25/11/2025
Los pingüinos emperador machos pasan más de 110 días sin comer mientras incuban el único huevo de la temporada. La hembra lo pone, lo transfiere con extremo cuidado al macho y luego regresa al océano a alimentarse durante casi cuatro meses 🧊.
El macho sostiene el huevo sobre sus patas, protegido por un pliegue abdominal llamado brood pouch, manteniéndolo a 36–38°C aunque afuera la Antártida caiga a –40°C y soplen vientos de 200 km/h.
Durante ese periodo pierde entre 20% y 40% de su peso corporal. Si el huevo toca el hielo, el embrión muere en segundos ❄️.
Para soportar ese frío extremo, los machos se agrupan formando un huddle, un apretado círculo que conserva el calor.
Este grupo se mueve lentamente: los pingüinos que quedan expuestos en el borde pasan poco a poco hacia el centro cálido, y los del centro rotan hacia afuera. Esa rotación constante permite que todos sobrevivan a temperaturas que matarían a un individuo aislado.
Cuando el polluelo nace, el padre produce “leche de buche”, una secreción nutritiva del esófago que lo mantiene vivo hasta que la madre vuelve del mar entre 7 y 9 semanas después 🐧.
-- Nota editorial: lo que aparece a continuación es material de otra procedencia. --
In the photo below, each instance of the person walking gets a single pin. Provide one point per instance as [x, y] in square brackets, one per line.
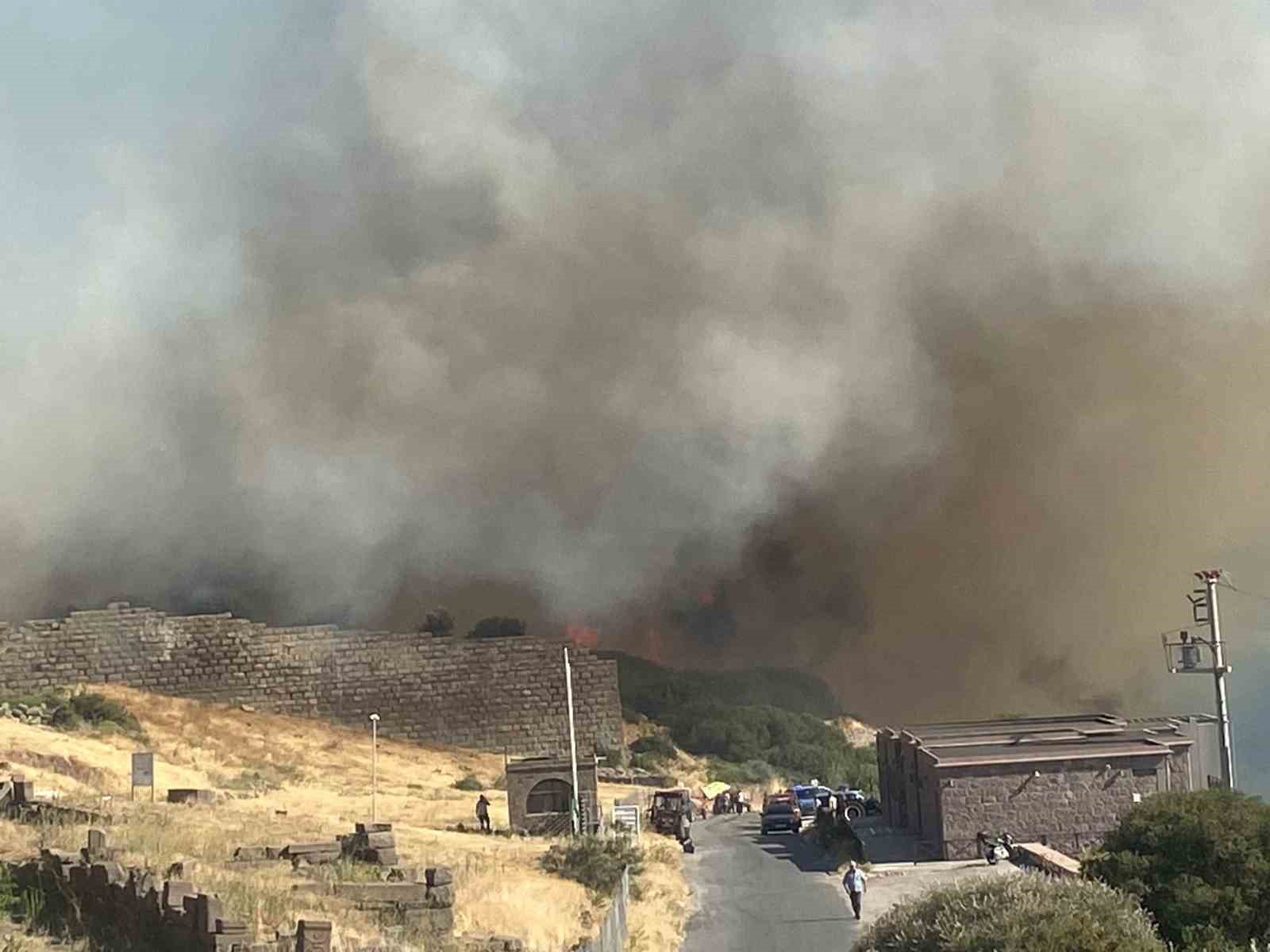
[855, 884]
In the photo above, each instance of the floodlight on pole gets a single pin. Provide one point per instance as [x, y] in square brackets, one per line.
[375, 772]
[1184, 657]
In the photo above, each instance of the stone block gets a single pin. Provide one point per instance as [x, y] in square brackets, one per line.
[295, 850]
[441, 896]
[383, 892]
[313, 936]
[437, 922]
[175, 892]
[438, 876]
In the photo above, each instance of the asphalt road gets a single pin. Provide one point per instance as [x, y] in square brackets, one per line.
[762, 894]
[759, 894]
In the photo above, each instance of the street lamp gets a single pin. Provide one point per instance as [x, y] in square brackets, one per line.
[375, 774]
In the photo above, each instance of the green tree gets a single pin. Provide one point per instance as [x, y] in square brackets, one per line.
[438, 622]
[1200, 865]
[1022, 913]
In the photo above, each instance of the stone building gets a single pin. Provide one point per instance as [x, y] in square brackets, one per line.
[540, 793]
[1064, 781]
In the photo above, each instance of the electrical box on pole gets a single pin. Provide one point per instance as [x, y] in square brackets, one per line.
[1184, 655]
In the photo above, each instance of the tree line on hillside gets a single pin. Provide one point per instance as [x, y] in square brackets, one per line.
[755, 725]
[440, 622]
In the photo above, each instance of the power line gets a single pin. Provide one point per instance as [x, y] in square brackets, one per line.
[1245, 592]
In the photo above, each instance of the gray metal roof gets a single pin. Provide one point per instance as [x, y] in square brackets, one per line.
[1038, 739]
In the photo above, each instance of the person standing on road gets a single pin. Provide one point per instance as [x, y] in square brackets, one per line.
[855, 885]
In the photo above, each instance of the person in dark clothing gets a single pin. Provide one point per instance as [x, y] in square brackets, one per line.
[855, 885]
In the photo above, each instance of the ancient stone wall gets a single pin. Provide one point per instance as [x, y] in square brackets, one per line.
[1072, 804]
[495, 695]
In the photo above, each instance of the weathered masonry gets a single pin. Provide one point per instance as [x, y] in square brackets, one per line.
[495, 695]
[1062, 781]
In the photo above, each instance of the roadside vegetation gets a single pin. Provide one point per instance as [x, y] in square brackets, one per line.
[1200, 865]
[596, 862]
[1024, 913]
[752, 727]
[70, 710]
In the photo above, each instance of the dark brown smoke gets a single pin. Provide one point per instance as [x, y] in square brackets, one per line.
[921, 348]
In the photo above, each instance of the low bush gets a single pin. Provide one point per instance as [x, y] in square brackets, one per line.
[70, 711]
[596, 862]
[1200, 865]
[1015, 913]
[657, 744]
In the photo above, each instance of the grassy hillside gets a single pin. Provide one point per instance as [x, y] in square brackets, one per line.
[753, 725]
[291, 780]
[654, 689]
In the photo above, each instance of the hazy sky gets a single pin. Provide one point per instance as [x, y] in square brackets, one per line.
[931, 336]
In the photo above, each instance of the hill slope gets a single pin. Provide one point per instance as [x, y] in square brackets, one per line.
[292, 780]
[653, 689]
[755, 727]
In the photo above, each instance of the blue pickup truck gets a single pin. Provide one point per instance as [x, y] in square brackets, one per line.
[810, 797]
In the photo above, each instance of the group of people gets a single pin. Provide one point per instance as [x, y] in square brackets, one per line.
[732, 801]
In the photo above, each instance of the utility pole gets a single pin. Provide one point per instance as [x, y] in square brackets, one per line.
[1219, 670]
[375, 767]
[1184, 658]
[573, 744]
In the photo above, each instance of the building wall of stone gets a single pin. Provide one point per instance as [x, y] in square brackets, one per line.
[522, 778]
[495, 695]
[1072, 804]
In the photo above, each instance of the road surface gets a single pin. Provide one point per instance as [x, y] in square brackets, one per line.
[760, 894]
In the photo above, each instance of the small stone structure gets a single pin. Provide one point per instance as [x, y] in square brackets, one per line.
[190, 797]
[18, 803]
[1060, 781]
[540, 791]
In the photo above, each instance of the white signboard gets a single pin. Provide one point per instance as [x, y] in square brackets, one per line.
[628, 816]
[144, 770]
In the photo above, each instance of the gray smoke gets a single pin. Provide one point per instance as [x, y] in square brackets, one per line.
[929, 340]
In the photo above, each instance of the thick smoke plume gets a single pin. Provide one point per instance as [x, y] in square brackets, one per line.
[922, 347]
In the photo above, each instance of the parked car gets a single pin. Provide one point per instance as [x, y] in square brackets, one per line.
[668, 806]
[781, 814]
[810, 797]
[857, 804]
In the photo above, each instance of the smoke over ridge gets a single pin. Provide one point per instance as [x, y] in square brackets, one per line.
[927, 342]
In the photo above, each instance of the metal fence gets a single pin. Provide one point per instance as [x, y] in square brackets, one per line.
[613, 932]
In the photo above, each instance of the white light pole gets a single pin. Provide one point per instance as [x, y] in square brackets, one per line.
[375, 772]
[573, 744]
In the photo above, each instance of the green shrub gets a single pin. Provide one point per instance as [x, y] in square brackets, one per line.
[749, 772]
[70, 711]
[1200, 865]
[596, 862]
[657, 744]
[1015, 913]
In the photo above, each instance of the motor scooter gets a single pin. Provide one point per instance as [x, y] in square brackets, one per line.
[995, 848]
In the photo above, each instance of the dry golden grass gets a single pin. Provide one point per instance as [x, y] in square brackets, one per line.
[291, 780]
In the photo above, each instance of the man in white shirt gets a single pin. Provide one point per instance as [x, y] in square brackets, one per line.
[855, 885]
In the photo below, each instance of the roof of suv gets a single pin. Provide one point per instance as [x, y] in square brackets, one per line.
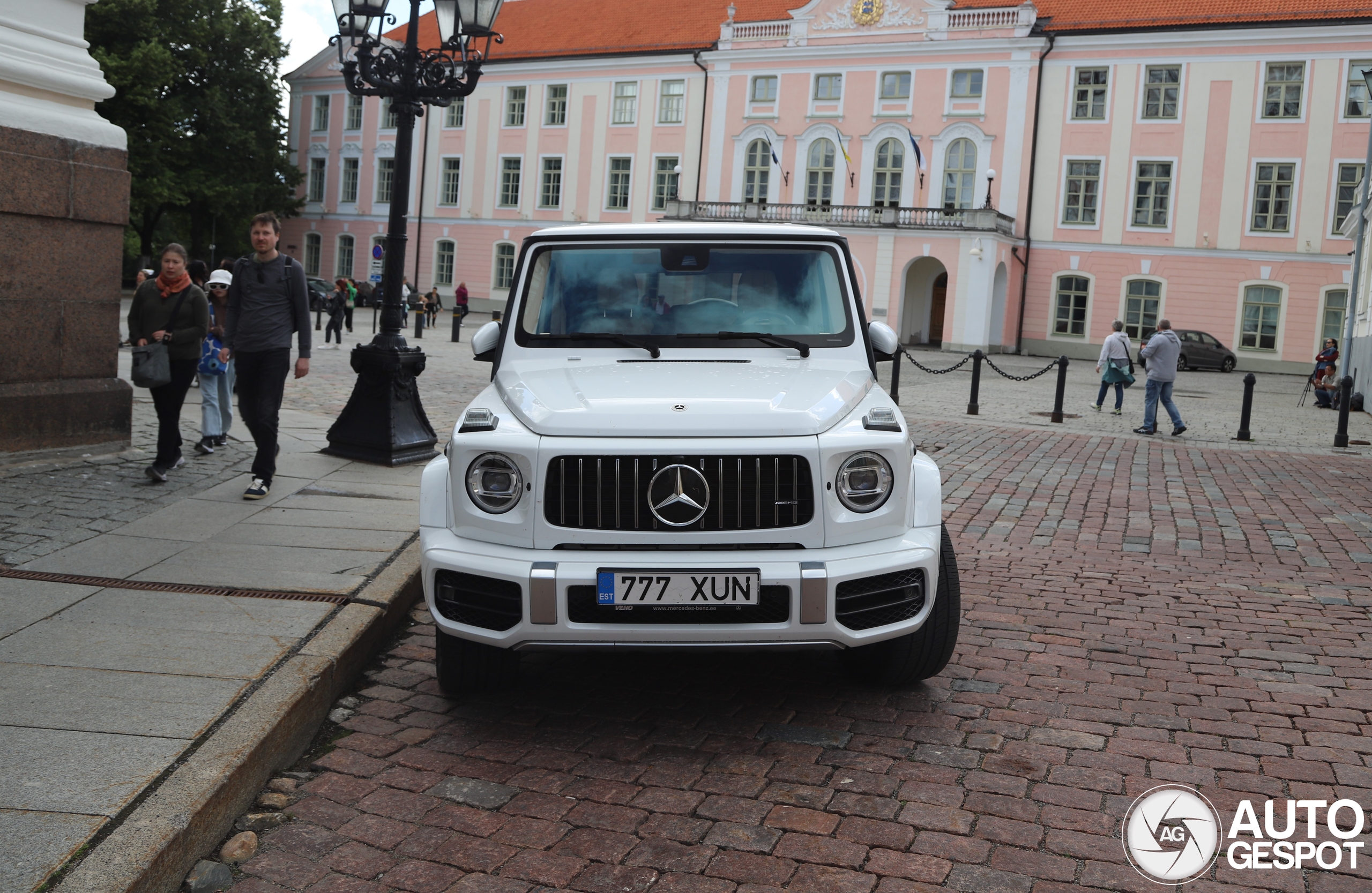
[688, 231]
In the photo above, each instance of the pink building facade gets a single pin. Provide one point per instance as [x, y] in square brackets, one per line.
[1199, 173]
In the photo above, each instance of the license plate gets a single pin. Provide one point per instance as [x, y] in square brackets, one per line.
[678, 588]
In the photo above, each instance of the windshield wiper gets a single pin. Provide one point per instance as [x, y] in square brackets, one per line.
[606, 336]
[774, 341]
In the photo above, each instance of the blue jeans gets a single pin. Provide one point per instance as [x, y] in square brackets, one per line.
[1154, 392]
[217, 402]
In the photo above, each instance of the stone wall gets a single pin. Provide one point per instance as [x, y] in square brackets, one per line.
[62, 216]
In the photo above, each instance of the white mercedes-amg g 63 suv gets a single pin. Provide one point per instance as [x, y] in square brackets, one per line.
[684, 445]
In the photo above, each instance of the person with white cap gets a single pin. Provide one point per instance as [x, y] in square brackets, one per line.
[216, 390]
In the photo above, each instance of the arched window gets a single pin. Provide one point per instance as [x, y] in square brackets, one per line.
[445, 251]
[756, 172]
[344, 264]
[891, 162]
[959, 175]
[819, 176]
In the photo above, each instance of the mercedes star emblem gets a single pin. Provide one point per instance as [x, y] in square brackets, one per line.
[678, 496]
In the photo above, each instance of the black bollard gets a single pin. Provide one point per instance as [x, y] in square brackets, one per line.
[976, 382]
[895, 378]
[1249, 380]
[1341, 438]
[1062, 387]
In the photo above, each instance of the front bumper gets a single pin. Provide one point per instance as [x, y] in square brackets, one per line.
[545, 575]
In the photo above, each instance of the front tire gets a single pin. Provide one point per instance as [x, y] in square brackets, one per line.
[471, 666]
[924, 654]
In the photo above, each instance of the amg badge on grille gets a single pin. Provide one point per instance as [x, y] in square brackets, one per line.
[678, 496]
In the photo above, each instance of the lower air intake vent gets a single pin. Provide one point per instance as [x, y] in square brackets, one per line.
[478, 601]
[774, 607]
[875, 601]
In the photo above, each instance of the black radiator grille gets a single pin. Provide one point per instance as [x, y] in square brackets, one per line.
[745, 492]
[875, 601]
[773, 607]
[478, 601]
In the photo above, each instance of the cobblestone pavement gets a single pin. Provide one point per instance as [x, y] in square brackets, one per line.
[1135, 613]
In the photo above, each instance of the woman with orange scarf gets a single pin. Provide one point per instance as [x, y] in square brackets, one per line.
[151, 320]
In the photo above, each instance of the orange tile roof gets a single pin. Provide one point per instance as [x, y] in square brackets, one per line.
[542, 29]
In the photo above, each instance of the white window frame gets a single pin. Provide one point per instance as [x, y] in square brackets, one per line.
[1143, 92]
[1072, 95]
[1305, 89]
[1101, 191]
[615, 98]
[662, 104]
[1295, 198]
[1053, 306]
[1172, 198]
[633, 169]
[1285, 304]
[442, 173]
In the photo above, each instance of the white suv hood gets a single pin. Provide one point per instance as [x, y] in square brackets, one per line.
[765, 397]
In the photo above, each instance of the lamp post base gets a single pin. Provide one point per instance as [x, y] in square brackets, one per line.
[385, 422]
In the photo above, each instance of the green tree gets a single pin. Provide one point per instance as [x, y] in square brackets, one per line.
[198, 92]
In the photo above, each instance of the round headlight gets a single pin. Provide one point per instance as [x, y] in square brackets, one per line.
[863, 482]
[494, 483]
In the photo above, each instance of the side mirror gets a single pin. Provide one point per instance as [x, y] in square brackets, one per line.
[484, 342]
[884, 341]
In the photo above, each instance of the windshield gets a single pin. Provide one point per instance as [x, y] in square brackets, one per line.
[656, 292]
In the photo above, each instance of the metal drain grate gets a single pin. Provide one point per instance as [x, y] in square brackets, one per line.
[105, 582]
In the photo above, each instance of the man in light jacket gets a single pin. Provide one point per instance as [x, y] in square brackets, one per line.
[1161, 357]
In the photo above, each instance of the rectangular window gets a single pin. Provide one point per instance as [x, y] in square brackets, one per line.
[1140, 309]
[618, 194]
[966, 84]
[1162, 86]
[550, 190]
[510, 182]
[895, 86]
[385, 179]
[829, 87]
[344, 265]
[1083, 195]
[1356, 103]
[515, 98]
[1088, 94]
[1272, 198]
[1336, 305]
[456, 114]
[665, 183]
[316, 190]
[1073, 292]
[347, 195]
[1153, 194]
[504, 265]
[672, 108]
[1282, 89]
[556, 111]
[1348, 194]
[626, 102]
[444, 258]
[450, 187]
[313, 246]
[322, 113]
[1261, 314]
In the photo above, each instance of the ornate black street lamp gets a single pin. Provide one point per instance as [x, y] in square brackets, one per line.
[383, 420]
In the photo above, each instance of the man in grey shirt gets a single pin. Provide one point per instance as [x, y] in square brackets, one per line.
[268, 301]
[1161, 356]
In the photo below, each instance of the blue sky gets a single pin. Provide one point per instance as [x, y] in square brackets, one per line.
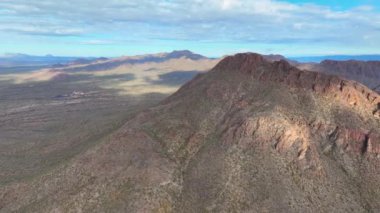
[210, 27]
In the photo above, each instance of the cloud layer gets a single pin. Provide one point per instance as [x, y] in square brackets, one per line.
[260, 21]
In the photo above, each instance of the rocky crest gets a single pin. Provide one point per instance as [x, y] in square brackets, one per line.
[249, 136]
[365, 72]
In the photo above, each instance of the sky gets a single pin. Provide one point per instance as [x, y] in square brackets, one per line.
[210, 27]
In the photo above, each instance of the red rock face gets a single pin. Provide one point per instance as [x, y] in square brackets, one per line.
[365, 72]
[251, 135]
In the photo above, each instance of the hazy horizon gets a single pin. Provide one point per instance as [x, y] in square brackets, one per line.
[212, 28]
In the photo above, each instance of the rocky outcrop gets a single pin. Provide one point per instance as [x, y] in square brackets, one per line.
[365, 72]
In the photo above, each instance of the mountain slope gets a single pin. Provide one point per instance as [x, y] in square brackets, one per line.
[250, 135]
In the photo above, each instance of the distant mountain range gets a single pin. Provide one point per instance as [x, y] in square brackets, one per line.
[251, 135]
[318, 59]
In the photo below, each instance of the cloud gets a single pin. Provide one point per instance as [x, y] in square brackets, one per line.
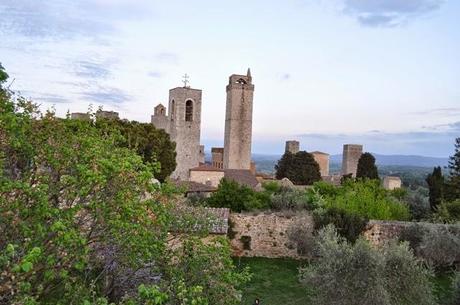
[89, 69]
[389, 13]
[443, 112]
[155, 74]
[66, 18]
[106, 95]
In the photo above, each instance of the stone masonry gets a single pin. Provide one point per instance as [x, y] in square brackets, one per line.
[350, 158]
[238, 122]
[292, 146]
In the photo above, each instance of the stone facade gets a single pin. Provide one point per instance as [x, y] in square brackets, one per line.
[265, 235]
[159, 118]
[104, 114]
[206, 175]
[391, 183]
[323, 161]
[238, 122]
[217, 154]
[80, 116]
[292, 146]
[350, 158]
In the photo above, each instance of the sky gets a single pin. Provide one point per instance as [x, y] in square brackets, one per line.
[382, 73]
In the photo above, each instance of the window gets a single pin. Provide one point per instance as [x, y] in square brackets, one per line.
[189, 111]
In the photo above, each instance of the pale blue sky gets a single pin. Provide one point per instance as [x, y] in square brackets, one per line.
[384, 73]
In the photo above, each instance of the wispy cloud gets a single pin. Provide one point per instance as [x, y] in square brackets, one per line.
[389, 13]
[106, 95]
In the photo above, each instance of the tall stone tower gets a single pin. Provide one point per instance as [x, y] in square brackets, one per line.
[238, 122]
[184, 128]
[292, 146]
[350, 158]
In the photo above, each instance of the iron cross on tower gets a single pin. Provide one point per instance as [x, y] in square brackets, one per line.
[186, 81]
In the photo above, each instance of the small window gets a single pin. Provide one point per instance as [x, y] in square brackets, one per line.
[189, 111]
[173, 108]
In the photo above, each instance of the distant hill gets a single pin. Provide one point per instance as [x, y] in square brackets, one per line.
[401, 160]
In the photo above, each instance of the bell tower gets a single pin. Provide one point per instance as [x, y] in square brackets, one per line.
[238, 122]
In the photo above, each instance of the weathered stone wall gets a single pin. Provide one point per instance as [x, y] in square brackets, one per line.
[266, 235]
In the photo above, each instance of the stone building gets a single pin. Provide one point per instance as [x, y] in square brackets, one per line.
[391, 182]
[104, 114]
[183, 124]
[323, 161]
[217, 157]
[159, 118]
[350, 158]
[238, 122]
[292, 146]
[80, 116]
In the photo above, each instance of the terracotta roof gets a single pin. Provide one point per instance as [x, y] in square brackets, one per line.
[206, 168]
[242, 176]
[319, 153]
[194, 187]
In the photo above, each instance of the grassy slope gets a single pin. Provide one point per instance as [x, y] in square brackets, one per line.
[274, 282]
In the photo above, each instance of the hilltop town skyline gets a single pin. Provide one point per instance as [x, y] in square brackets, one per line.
[328, 73]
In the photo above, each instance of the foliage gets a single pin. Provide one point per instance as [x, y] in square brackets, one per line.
[209, 268]
[82, 222]
[366, 167]
[68, 197]
[301, 168]
[237, 197]
[435, 183]
[364, 198]
[289, 199]
[150, 143]
[357, 273]
[448, 212]
[453, 182]
[348, 225]
[418, 203]
[3, 75]
[438, 245]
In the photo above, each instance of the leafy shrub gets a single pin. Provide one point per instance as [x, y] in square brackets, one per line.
[237, 197]
[438, 245]
[348, 225]
[289, 199]
[448, 212]
[359, 274]
[366, 198]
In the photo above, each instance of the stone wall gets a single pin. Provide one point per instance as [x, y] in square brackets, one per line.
[266, 234]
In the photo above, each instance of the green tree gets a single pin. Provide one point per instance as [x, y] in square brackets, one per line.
[435, 183]
[301, 168]
[150, 143]
[234, 196]
[359, 274]
[3, 75]
[453, 181]
[366, 167]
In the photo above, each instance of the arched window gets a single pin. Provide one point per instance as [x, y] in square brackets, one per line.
[173, 109]
[189, 111]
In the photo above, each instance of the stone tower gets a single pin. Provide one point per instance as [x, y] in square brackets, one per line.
[159, 118]
[184, 128]
[350, 158]
[292, 146]
[238, 122]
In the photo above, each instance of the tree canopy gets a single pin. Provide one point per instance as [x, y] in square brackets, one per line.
[366, 167]
[301, 168]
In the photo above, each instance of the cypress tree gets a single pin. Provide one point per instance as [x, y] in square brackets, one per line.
[453, 183]
[435, 182]
[367, 167]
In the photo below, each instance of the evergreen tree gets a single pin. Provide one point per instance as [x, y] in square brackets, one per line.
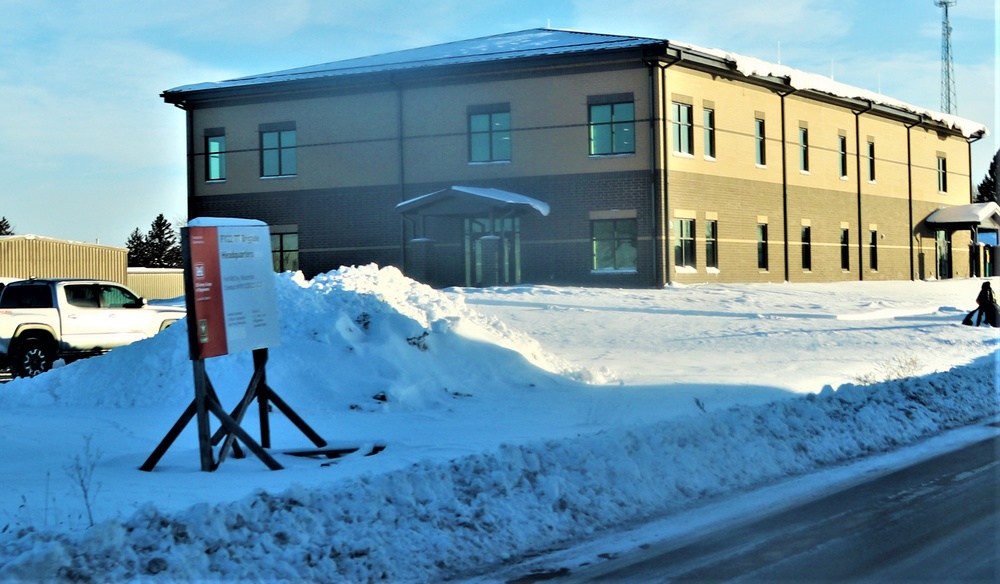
[138, 255]
[987, 190]
[158, 248]
[162, 246]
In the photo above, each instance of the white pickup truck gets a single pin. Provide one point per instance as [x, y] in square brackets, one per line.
[45, 320]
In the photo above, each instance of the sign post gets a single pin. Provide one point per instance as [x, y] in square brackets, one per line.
[231, 307]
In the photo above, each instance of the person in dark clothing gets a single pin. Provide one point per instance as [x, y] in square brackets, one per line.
[987, 310]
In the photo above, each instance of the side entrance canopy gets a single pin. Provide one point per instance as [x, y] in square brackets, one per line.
[975, 216]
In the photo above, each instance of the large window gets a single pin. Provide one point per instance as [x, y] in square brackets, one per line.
[804, 149]
[760, 140]
[873, 250]
[708, 122]
[614, 242]
[215, 154]
[806, 248]
[612, 128]
[711, 243]
[845, 249]
[278, 156]
[684, 243]
[942, 174]
[285, 251]
[683, 128]
[489, 134]
[762, 246]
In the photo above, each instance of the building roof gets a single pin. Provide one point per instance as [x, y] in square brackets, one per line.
[981, 214]
[458, 200]
[538, 43]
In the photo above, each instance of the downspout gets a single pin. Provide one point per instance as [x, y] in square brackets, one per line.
[660, 194]
[909, 188]
[857, 160]
[189, 129]
[784, 182]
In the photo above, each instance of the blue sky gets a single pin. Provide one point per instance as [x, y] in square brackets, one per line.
[89, 151]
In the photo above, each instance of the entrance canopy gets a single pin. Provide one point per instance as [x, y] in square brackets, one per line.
[470, 202]
[975, 216]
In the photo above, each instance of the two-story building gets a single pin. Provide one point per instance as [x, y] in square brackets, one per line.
[550, 156]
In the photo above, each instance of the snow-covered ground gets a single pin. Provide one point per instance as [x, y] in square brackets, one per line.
[513, 419]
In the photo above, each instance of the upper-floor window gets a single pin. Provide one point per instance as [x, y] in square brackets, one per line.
[614, 242]
[215, 154]
[871, 160]
[842, 151]
[804, 149]
[278, 155]
[942, 174]
[708, 122]
[683, 128]
[760, 141]
[612, 124]
[489, 133]
[684, 243]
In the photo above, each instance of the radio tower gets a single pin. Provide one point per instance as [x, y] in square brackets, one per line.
[949, 101]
Los emperadores son las únicas aves que se reproducen en pleno invierno antártico: sus crías necesitan todo el verano para crecer antes del siguiente frío extremo. Y bajo el agua son atletas imposibles: bucean 500–564 metros y permanecen sumergidos hasta 27 minutos, récord absoluto entre aves.
El pingüino emperador nos recuerda que la paternidad más extrema del mundo ocurre en el lugar más hostil de la Tierra.